The book is built around a mock group of individuals with myriad psychiatric problems who meet as a choice theory support group. The group, with Dr. Glasser as facilitator, meets for a total of 5 sessions, and the members' dialogue is contained in the book. Dr. Glasser weaves his theory around their group sessions and then uses the group's dialogue to illustrate his points. The book develops choice theory in a progressive fashion, with each subsequent concept building on the first. The accompanying text is often phrased in a question-and-answer format in an attempt to anticipate the reader's likely points of resistance. The author makes it clear that the book is aimed at end consumers by encouraging them to start/join a group of their own.

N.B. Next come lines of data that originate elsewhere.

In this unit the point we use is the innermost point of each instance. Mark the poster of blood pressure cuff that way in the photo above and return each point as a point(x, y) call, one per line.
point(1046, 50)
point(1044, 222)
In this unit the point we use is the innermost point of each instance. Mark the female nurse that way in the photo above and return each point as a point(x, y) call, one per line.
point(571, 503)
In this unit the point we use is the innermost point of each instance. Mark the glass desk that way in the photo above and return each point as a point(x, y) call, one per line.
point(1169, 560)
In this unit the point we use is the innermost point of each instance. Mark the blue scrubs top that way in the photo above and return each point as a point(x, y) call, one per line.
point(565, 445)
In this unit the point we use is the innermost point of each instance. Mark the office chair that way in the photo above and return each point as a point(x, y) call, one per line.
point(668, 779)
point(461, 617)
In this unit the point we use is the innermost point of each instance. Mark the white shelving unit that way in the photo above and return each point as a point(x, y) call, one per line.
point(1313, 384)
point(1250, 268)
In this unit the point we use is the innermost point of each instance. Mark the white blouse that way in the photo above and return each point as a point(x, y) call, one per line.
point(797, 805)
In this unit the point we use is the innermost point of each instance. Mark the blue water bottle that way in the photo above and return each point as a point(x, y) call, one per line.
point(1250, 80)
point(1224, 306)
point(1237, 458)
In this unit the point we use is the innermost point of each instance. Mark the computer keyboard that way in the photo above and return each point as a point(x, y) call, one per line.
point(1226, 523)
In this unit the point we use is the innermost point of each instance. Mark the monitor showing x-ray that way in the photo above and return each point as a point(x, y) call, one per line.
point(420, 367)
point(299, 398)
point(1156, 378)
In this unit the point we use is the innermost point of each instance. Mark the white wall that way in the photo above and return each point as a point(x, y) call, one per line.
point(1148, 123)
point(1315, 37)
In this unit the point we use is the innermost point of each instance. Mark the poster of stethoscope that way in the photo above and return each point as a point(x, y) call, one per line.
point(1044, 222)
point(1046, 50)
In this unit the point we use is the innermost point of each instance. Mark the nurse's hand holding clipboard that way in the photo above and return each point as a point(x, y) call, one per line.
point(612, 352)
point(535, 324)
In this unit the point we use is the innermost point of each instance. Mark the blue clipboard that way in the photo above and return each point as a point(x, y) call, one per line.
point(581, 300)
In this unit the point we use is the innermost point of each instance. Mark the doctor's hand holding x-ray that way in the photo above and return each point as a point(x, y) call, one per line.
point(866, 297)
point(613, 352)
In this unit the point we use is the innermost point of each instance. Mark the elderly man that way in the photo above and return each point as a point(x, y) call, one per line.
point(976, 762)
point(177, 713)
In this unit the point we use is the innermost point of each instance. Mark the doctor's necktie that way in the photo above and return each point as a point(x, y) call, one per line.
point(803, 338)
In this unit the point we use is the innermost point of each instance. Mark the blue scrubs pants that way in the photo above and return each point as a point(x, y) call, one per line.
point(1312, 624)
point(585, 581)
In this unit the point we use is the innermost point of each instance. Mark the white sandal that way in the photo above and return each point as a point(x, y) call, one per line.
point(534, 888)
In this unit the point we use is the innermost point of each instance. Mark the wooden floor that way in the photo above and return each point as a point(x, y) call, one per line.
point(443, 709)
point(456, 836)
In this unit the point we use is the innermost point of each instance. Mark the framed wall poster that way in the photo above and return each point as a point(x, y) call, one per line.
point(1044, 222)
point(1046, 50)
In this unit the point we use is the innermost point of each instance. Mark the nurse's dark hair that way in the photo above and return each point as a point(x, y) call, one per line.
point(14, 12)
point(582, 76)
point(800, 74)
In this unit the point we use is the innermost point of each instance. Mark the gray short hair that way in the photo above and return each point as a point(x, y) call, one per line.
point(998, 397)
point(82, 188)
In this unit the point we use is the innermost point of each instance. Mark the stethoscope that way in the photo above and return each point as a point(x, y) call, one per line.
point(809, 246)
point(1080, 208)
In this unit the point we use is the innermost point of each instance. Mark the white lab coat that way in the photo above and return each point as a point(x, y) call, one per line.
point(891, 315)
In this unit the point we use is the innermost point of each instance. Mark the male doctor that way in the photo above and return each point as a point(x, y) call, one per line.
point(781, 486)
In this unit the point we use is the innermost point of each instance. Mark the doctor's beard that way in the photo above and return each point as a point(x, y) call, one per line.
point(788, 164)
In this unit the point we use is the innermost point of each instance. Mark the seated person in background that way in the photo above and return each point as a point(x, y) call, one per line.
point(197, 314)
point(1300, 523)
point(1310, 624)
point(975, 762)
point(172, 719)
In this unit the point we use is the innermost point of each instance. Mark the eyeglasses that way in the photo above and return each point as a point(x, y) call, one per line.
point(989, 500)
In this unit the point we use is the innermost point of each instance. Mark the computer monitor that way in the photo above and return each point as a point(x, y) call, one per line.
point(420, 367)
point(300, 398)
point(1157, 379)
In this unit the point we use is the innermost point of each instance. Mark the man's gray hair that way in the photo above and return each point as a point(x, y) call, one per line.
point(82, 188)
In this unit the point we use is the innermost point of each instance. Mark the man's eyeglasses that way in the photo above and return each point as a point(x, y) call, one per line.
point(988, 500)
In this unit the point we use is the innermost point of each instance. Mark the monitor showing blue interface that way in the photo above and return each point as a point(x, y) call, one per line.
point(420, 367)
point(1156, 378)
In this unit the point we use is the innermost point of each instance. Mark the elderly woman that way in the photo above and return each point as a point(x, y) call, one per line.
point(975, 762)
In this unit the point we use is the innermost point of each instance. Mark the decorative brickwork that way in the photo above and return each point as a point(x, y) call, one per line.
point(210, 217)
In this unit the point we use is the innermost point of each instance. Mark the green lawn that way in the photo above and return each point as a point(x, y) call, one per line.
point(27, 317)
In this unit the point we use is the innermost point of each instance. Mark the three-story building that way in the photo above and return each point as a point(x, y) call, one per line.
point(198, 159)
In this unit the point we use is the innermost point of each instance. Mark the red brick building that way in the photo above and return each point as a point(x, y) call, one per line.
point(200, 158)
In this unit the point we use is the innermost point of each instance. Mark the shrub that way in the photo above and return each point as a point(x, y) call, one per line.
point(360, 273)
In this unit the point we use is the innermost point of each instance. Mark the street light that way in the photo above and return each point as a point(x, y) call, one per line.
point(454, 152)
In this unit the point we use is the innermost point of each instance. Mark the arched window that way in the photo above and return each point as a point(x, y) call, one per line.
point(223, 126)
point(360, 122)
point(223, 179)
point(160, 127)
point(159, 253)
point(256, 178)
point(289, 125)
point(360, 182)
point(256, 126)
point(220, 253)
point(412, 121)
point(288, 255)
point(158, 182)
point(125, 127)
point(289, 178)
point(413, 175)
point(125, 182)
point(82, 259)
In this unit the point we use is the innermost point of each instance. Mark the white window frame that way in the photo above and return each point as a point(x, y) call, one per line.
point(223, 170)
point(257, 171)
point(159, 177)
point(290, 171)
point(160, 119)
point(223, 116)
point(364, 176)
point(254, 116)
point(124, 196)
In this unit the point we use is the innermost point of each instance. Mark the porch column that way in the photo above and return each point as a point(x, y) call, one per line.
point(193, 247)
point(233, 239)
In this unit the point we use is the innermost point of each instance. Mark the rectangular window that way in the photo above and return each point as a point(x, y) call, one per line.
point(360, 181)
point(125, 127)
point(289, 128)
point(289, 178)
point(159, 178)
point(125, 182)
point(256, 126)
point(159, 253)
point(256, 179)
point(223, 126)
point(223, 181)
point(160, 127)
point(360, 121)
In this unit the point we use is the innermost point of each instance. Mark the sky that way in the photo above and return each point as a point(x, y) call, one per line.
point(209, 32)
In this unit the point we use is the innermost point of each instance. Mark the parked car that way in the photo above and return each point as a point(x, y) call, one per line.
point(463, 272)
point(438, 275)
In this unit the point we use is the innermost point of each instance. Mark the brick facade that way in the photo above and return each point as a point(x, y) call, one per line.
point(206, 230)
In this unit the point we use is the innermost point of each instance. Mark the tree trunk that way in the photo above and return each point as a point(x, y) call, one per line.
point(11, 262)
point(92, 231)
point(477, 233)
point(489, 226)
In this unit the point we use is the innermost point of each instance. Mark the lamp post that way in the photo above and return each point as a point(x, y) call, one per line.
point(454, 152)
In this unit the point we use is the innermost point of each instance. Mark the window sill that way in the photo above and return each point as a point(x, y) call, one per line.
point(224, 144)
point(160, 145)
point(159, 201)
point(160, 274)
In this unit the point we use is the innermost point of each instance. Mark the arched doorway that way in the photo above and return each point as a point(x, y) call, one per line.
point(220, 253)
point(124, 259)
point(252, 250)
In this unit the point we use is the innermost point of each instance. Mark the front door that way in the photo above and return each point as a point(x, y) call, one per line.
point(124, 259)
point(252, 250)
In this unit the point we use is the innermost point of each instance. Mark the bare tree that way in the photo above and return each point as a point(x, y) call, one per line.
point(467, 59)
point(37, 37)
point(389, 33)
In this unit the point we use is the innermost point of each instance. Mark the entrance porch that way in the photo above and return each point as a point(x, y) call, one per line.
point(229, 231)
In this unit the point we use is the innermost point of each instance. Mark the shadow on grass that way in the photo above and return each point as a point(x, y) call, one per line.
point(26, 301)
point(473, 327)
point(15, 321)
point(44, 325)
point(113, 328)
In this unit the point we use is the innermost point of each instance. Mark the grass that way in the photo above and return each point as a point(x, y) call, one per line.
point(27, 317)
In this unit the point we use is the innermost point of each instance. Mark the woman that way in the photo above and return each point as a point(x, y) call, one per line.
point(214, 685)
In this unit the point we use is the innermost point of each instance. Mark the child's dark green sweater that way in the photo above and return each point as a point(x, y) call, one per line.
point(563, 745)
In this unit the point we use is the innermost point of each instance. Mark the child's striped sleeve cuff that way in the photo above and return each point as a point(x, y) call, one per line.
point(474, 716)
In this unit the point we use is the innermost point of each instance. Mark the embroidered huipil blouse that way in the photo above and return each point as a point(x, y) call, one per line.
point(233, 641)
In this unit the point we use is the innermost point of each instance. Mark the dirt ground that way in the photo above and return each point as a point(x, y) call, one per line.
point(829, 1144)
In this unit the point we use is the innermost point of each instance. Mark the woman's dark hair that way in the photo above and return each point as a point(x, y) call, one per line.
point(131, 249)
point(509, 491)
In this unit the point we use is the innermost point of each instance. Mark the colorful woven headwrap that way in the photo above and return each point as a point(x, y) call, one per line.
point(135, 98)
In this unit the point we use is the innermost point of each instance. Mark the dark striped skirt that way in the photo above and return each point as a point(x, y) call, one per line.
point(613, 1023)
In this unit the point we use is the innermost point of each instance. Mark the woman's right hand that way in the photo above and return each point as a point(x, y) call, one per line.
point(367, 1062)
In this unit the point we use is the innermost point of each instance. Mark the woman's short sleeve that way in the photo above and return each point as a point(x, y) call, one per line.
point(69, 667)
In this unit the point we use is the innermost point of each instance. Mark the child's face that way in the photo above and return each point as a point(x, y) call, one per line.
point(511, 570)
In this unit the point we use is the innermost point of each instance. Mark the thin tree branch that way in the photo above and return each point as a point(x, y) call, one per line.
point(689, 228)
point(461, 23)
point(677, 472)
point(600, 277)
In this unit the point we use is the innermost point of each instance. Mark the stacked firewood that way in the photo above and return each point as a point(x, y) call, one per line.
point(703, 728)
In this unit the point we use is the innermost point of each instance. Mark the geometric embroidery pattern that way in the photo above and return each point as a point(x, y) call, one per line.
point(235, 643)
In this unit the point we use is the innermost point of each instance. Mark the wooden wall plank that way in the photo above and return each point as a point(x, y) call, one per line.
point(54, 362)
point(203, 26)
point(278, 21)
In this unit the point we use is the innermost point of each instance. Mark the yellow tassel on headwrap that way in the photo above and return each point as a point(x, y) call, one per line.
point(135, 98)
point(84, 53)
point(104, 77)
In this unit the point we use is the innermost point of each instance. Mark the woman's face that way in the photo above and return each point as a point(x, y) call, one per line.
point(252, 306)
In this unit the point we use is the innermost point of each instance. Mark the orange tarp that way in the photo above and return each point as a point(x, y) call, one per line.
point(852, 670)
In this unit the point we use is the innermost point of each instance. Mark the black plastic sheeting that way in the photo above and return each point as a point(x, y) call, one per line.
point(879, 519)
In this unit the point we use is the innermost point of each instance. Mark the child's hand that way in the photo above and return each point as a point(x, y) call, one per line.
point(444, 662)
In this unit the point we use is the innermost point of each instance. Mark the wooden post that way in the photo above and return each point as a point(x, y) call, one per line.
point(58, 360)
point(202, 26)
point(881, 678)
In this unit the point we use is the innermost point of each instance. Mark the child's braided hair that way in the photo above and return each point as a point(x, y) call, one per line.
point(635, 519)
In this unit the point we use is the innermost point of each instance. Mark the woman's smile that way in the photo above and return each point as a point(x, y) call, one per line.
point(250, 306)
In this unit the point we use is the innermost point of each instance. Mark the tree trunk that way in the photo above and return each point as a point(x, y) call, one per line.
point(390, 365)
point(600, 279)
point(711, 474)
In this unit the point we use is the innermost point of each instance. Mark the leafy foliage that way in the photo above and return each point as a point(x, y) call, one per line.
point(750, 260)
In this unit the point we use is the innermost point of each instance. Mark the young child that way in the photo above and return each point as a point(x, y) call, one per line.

An obvious criticism of this book is that it is extreme in promoting choice theory as an alternative to conventional psychopharmacology. Despite claiming to have an appendix full of references demonstrating that there is no evidence that medications have a role in curing mental illness, the book simply relies on a core group of antiestablishment authors. The book reads like an infomercial, with the majority of footnotes suggesting that the reader buy one of the author's other books for more information. Additionally, the institute that bears his name is in the business of educating and promoting the dissemination of choice theory. However, what is noticeably absent from the book is a set of randomized clinical trials demonstrating the success of his teachings. Also, despite Glasser's claims that all he wants to do is educate the masses, additional Institute publications about choice theory are expensive. Although some of his theories have merit, his broad-brush characterization of all biological psychiatry as evil is an extreme disservice to the profession, which is left to deal with the individuals who can't pay to take one of his additional courses and who thus continue to be “mentally unhealthy.”